The final test was to try it on the air. The KX3 was able to tune it on all bands without incident, and the first QSO was on 40 Meters with VY2BM on Prince Edward Island. A few hours later, I nabbed Tom KV2X in NY, who was one of the 80 Meters Foxes.
Currently, the W3EDP is anchored near a peak on the side of our house - at about the 20' level. From there it heads on out to our maple in the back yard, where I have an insulator hanging at the 30' level. The wire goes through the insulator and makes about a 30 degree bend towards the mast at the other corner of the back yard. It is tied off at the 25' level.
In a few weeks, when it's a bit drier and before the leaves begin to show, I hope to get that insulator up another 10 feet or so. My W3EDP will end up in an Inverted Vee type fashion going from 20' to 40' (hopefully) to 25'. Not your standard configuration, but we do what we can to make big antennas fit in very small suburban lots.

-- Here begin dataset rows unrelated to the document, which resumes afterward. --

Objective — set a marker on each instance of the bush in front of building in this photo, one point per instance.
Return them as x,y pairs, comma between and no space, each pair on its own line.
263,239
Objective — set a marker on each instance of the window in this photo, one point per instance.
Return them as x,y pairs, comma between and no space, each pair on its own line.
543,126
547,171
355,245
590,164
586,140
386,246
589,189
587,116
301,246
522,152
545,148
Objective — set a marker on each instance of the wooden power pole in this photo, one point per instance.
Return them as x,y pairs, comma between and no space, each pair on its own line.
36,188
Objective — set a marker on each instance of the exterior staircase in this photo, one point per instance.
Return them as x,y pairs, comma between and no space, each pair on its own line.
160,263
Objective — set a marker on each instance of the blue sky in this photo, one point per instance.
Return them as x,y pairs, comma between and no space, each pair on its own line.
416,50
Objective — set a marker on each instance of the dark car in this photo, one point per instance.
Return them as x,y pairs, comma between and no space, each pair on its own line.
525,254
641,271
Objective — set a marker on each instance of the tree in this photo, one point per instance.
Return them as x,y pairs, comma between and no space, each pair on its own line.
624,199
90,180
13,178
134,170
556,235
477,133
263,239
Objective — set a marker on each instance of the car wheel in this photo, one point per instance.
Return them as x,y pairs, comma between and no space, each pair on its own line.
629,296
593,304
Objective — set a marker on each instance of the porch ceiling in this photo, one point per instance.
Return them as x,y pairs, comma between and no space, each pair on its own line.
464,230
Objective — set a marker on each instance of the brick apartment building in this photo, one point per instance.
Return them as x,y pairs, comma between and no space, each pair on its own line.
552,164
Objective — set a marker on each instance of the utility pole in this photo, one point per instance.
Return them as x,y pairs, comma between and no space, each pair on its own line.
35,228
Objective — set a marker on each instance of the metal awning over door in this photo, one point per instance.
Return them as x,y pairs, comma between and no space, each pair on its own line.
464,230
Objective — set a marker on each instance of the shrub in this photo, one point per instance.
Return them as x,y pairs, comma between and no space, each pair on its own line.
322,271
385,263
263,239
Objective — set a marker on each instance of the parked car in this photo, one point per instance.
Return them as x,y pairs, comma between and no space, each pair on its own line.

It would be nice to be somewhere with lots of spacious property so that I can have a real antenna farm instead of an antenna flower box. Wishes are cheap though, and if I had a nickle for every time I've made a wish, I'd be a millionaire by now. The better thing to do is just be satisfied with what I have, which is a lot more than a lot of folks.
72 de Larry W2LJ
QRP - When you care to send the very least!